KEADILAN YANG TERSEDUH DI CANGKIR KOPIÂ
Di bawah rintik hujan yang tak henti-hentinya mengguyur, secangkir kopi pahit menjadi saksi bisu keresahan seorang insan terhadap wajah hukum yang kian samar. Di malam-malam Desember yang dingin, refleksi tentang ketimpangan dan ironi kehidupan menyeruak, menuntun kita untuk merenungi: apakah keadilan masih punya tempat di negeri yang penuh asa ini? Mari hirup aroma kopi yang getir, namun jangan biarkan semangat melawan ketidakadilan ikut terbenam.
***
Saat hendak berangkat misa malam Natal pada hari Selasa 24 Desember 2024 hujan deras sekali mengguyur Yogyakarta dan sekitarnya. Kami yang akan berangkat misa di Gereja Santo Yusup Pekerja Condongcatur harus dengan sabar menunggu Gocar (setelah pesanan keenam baru dapat mobil). Berangkat dalam keadaan hujan deras sehingga saat di mobil harus melepas sepatu. Saat turun banjir melintas di jalan di depan gereja, sehingga putra kedua yang tidak mau melepas sepatunya harus digendong oleh kakaknya dan melompati air.

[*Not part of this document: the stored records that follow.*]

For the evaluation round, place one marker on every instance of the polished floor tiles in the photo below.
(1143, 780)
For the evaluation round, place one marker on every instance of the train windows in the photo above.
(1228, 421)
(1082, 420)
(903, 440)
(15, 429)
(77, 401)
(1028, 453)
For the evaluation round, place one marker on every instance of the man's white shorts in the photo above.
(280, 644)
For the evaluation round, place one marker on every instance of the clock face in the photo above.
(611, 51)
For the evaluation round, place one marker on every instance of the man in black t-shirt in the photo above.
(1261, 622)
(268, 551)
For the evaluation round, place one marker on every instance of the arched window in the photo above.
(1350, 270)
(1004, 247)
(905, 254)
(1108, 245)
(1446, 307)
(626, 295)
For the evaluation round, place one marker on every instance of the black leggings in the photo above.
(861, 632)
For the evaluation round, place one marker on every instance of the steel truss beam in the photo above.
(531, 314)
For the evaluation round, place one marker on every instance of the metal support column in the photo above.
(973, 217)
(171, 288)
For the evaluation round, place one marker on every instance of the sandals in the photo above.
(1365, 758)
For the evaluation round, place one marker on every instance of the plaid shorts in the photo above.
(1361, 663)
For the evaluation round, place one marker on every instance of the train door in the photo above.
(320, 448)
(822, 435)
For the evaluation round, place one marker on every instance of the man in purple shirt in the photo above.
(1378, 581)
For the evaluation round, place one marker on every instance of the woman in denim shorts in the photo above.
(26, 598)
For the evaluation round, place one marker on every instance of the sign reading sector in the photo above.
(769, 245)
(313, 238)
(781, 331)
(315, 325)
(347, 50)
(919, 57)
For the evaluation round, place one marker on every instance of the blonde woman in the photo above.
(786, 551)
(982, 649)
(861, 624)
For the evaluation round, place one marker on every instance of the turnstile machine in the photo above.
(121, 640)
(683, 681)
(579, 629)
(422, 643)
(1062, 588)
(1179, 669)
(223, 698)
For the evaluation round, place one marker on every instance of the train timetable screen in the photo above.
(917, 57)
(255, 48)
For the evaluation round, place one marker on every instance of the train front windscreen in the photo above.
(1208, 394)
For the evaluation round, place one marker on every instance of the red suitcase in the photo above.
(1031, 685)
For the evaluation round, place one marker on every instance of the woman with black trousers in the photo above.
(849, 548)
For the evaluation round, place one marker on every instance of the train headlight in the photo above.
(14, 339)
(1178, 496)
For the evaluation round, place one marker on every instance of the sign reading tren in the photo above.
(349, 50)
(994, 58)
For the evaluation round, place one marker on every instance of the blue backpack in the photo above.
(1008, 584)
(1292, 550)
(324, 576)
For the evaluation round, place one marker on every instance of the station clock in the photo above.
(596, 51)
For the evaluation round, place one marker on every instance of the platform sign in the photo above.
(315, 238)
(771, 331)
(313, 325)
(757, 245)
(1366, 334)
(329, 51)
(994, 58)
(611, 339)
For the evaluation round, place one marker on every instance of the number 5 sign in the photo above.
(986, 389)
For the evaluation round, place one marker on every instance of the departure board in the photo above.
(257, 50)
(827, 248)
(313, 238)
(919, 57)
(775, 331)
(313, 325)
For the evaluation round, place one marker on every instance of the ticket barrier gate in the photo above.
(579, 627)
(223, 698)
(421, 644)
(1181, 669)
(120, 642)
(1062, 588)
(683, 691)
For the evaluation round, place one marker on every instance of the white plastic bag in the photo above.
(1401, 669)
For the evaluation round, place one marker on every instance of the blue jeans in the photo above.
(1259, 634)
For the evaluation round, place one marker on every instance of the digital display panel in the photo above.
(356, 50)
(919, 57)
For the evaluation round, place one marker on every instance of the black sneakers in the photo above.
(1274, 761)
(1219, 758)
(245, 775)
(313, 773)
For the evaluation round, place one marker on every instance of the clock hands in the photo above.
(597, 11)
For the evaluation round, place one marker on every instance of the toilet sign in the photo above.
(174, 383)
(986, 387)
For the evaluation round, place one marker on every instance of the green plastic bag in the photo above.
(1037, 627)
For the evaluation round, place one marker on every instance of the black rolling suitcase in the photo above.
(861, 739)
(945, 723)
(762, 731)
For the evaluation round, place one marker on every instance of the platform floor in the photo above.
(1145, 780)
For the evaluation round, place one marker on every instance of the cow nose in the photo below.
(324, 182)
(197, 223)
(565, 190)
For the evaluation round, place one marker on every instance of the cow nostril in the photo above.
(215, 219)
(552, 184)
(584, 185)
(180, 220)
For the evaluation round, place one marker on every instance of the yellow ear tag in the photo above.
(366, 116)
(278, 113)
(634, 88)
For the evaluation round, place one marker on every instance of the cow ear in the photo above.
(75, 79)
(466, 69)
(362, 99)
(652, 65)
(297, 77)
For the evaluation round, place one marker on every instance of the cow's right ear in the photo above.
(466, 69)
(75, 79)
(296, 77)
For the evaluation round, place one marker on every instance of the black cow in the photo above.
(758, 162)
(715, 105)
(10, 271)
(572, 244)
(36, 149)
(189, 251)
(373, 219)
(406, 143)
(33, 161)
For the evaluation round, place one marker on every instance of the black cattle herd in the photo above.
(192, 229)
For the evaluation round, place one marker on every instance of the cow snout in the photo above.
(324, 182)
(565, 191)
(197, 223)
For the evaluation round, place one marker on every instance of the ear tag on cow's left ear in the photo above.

Hal yang sama terjadi lagi kemarin Sabtu 28 Desember sore. Putra nomot dua bertugas sebagai pelayan altar maka harus berangkat lebih awal, namun tiba-tiba hujan deras (meski tidak sederas tanggal 24 Desember). Kali ini meski berangkat pakai motor, tidak sampai membasahi celana dan sepatu.
Pagi ini, hujan lagi. Lalu sambil memperhatikan hujan yang bertubi-tubi menikam bumi, saya terinspirasi membuat puisi berikut. Karena kebetulan sambil minum secangkir kopi pahit.
***
KOPI KE-29 DI BULAN DESEMBER
Hujan menyiram malam sejak lonceng Natal berdentang,
Dingin menyeruak, tak memadamkan semangatku menghirup kopi di teras.
Asap rokok melayang, menemani pikiran yang merayap jauh,
Menyoroti hukum yang terjerat, awut-awutan tanpa arah.
Tiga ratus triliun dirampas, hukuman sekadar mainan angka,
Enam setengah tahun terasa lelucon di panggung keadilan.
Pariyem, perempuan desa dengan tangan penuh luka,
Mengambil kayu bakar, lalu dihukum seolah ia durjana.
Hukum dan politik berselingkuh tanpa malu di depan kita,
Lawan dibungkam, kawan dibiarkan berpesta pora.
Kopi ke-29, pahit di ujung lidah, getir di hati,
Aku bertanya: adakah keadilan akan lahir kembali?